Odeh is expected to meet with senior White House and state department members, and his staff is still attempting to arrange meetings with the highest-ranking diplomats in the American capital. During his stay in Washington, Odeh is to attend a special event in his honor, hosted by billionaire Daniel Abrahams. Dozens of ambassadors from around the world are expected. Odeh is also expected to visit IN headquarters in New York and meet with a number of UN ambassadors, including the Palestinian ambassador.
Later on, Odeh is to meet with some of the leading media sources in the US. He'll give interviews and speak with management, reporters, and pundits at the the Washington Post, the New York Times, the New Yorker, the Nation, and the Huffington Post.
MK Odeh will later fly to Atlanta, where he is scheduled to meet leaders of the American civil rights movement and give a speech at Dr. Martin Luther King's chirch. After that Odeh will meet with and speak in front of a gathering of 100 reform Jewish rabbis.
Odeh is expected to speak at a roundtable-style panel at the liberal think-tank CAP (Center for American Progress), where PM Benjamin Netanyahu spoke recently. Speculations have risen that CAP agreed to host Odeh because of the heavy criticism the institute received after it invited Netanyahu.
On the eve of his departure, Odeh said: "The issues that matter to Israel's Arab Citizens are hardly represented in the international conversation. I'm going to the US to bring that voice with me to influencing sources and opinion leaders, and to create contacts and connections with the progressive and civil rights movements."

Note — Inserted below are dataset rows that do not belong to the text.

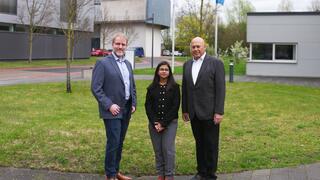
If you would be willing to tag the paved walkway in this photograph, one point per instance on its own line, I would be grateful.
(302, 172)
(55, 74)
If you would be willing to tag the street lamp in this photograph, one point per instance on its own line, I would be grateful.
(148, 19)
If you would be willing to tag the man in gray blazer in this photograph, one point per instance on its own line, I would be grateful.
(203, 94)
(114, 88)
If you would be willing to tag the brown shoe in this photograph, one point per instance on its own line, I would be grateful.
(123, 177)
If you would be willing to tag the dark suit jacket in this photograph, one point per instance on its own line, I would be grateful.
(107, 86)
(172, 105)
(206, 97)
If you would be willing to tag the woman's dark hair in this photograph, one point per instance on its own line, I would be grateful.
(156, 79)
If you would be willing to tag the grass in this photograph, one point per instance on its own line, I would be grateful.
(265, 126)
(239, 69)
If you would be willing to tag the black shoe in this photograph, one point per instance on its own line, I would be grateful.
(197, 177)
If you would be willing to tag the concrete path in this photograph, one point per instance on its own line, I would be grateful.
(302, 172)
(57, 74)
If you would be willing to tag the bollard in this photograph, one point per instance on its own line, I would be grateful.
(231, 72)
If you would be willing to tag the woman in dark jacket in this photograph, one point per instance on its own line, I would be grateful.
(162, 105)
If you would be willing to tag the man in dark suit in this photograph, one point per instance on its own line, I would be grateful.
(114, 88)
(203, 94)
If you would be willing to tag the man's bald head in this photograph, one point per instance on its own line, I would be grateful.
(197, 47)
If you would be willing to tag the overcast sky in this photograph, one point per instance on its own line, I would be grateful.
(265, 5)
(260, 5)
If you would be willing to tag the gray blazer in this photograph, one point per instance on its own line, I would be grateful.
(206, 97)
(107, 86)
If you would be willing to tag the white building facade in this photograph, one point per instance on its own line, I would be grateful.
(134, 18)
(284, 44)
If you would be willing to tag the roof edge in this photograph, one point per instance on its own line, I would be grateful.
(283, 13)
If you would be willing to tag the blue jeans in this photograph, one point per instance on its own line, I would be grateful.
(115, 131)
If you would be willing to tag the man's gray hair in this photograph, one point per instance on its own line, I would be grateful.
(119, 34)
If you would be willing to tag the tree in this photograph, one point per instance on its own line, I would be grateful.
(236, 29)
(315, 5)
(285, 6)
(188, 21)
(38, 14)
(74, 17)
(201, 18)
(106, 27)
(237, 13)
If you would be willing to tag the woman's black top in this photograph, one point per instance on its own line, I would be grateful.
(162, 105)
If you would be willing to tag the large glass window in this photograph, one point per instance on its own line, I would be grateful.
(68, 8)
(262, 51)
(285, 52)
(281, 52)
(8, 6)
(4, 27)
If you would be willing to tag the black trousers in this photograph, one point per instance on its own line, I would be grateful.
(206, 135)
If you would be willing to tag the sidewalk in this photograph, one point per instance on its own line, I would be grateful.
(302, 172)
(57, 74)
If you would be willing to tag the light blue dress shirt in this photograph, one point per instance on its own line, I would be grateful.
(125, 74)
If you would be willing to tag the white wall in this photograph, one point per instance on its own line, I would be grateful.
(300, 29)
(88, 11)
(130, 9)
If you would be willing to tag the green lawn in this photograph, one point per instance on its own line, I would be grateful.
(265, 126)
(239, 69)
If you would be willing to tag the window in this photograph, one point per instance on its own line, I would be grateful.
(285, 52)
(4, 27)
(97, 2)
(8, 6)
(273, 52)
(262, 51)
(68, 8)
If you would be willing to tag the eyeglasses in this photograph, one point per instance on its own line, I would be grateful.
(163, 69)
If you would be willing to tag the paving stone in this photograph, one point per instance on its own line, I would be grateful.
(313, 171)
(263, 172)
(279, 174)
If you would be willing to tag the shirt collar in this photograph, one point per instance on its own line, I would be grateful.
(201, 58)
(117, 58)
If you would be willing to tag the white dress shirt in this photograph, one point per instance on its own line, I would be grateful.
(196, 65)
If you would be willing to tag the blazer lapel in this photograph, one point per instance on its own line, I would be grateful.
(189, 71)
(202, 69)
(116, 67)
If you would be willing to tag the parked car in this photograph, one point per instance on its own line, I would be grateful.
(166, 53)
(138, 51)
(100, 52)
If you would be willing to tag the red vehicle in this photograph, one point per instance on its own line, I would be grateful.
(100, 52)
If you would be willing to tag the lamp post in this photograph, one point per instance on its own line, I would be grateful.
(152, 38)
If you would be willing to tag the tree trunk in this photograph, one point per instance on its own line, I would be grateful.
(30, 45)
(68, 61)
(201, 18)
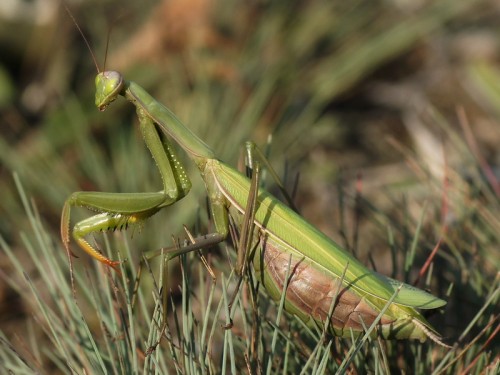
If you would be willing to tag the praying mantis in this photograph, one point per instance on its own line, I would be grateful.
(326, 285)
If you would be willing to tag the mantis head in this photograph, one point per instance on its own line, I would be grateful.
(108, 86)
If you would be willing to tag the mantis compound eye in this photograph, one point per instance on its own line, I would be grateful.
(108, 85)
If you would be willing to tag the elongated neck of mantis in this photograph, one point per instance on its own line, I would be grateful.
(198, 150)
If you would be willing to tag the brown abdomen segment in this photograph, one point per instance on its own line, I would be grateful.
(312, 290)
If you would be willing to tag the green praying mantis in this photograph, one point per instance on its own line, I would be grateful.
(325, 284)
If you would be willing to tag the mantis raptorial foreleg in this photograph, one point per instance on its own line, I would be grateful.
(119, 210)
(282, 240)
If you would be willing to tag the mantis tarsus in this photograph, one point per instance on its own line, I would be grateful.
(322, 273)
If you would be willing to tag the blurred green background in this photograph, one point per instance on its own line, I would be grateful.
(374, 104)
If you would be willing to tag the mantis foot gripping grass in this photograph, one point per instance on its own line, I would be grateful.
(323, 276)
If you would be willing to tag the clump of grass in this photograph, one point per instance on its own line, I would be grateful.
(280, 70)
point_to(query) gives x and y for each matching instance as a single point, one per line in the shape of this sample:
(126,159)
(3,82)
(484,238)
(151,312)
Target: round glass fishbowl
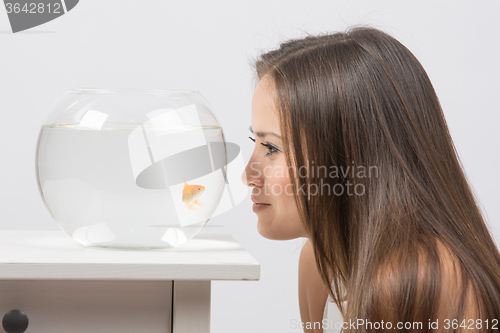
(131,168)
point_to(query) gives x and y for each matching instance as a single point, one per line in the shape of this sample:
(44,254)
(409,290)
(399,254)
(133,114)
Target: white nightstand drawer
(83,306)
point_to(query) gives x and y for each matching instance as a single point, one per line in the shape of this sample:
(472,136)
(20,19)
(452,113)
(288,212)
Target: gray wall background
(206,46)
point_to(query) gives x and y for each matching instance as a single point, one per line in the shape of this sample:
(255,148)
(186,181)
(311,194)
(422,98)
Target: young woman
(353,152)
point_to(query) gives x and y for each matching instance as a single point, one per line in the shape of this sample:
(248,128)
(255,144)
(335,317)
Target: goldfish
(191,195)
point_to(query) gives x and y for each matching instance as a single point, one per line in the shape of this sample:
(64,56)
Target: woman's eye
(272,148)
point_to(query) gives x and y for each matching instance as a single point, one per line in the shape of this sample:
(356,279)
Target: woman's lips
(259,206)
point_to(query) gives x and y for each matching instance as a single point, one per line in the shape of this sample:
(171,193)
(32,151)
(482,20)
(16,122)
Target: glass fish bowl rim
(87,90)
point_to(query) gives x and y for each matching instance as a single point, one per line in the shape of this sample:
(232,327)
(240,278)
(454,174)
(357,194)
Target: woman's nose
(252,176)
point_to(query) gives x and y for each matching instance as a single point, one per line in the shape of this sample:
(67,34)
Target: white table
(62,286)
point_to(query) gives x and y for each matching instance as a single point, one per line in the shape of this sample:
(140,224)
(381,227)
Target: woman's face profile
(267,171)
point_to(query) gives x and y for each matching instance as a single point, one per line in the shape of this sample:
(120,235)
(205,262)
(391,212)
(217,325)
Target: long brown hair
(361,99)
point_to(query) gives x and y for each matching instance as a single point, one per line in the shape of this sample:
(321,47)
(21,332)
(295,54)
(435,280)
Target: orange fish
(190,195)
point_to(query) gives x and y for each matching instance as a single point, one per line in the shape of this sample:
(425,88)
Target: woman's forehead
(265,117)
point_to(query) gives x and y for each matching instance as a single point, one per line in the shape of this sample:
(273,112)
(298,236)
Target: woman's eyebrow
(263,134)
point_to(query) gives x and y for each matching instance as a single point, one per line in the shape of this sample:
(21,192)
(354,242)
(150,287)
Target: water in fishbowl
(130,186)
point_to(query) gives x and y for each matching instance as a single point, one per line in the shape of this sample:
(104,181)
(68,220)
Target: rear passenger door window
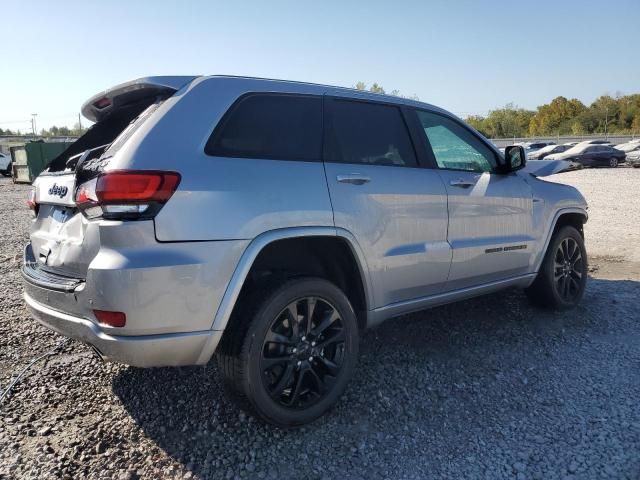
(454,146)
(369,133)
(270,126)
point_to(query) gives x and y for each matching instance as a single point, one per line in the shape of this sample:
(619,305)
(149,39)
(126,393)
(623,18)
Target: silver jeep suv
(270,222)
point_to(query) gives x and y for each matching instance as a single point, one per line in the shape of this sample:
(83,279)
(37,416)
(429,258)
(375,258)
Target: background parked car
(531,147)
(5,164)
(590,155)
(595,142)
(633,158)
(548,150)
(631,146)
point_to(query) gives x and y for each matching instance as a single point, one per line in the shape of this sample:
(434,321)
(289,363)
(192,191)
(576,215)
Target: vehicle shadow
(452,376)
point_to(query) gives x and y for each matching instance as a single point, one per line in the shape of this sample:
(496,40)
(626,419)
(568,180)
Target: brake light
(102,103)
(111,319)
(126,194)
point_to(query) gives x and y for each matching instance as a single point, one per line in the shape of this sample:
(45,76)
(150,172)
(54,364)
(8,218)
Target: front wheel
(562,278)
(295,354)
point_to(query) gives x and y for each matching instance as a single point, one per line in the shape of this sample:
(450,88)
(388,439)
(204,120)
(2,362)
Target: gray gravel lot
(489,388)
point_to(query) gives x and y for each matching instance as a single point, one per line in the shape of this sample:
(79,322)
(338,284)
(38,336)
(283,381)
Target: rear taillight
(31,202)
(126,194)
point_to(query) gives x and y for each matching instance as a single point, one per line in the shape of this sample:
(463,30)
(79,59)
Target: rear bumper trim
(34,274)
(175,349)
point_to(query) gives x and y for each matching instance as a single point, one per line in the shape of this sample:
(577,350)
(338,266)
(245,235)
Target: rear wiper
(74,162)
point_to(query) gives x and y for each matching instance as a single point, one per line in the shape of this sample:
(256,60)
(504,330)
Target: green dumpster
(32,158)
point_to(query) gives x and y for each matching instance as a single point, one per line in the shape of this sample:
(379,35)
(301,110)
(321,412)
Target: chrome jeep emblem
(59,191)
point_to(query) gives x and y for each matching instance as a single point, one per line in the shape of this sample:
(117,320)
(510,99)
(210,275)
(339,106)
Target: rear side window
(270,126)
(370,133)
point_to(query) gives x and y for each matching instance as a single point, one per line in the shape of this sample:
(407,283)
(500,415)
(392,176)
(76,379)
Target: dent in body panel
(171,287)
(400,219)
(494,213)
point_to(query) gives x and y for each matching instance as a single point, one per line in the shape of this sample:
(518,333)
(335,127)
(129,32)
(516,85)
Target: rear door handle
(353,178)
(462,183)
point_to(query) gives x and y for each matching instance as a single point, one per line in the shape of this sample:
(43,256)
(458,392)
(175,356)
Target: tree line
(607,114)
(54,131)
(620,114)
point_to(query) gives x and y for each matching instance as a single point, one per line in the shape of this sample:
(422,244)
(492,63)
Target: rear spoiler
(105,103)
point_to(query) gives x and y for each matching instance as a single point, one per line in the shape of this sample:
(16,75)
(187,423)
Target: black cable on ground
(57,349)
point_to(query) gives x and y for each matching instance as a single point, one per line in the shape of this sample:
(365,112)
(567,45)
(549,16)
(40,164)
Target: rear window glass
(281,127)
(370,133)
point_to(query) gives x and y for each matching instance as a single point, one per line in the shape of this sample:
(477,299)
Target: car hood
(561,156)
(544,168)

He continued: "Its seems that the predominant tone as far as the Israeli-Palestinian issue is concerned is simply despair. I come with the clear message – we don't have the privilege of despairing. Less than a month after Netanyahu's visit to the US and his half-apology, I go so that I may tell the hard truth about him and the government in Israel, which rose to power through racist incitement against Arab citizens."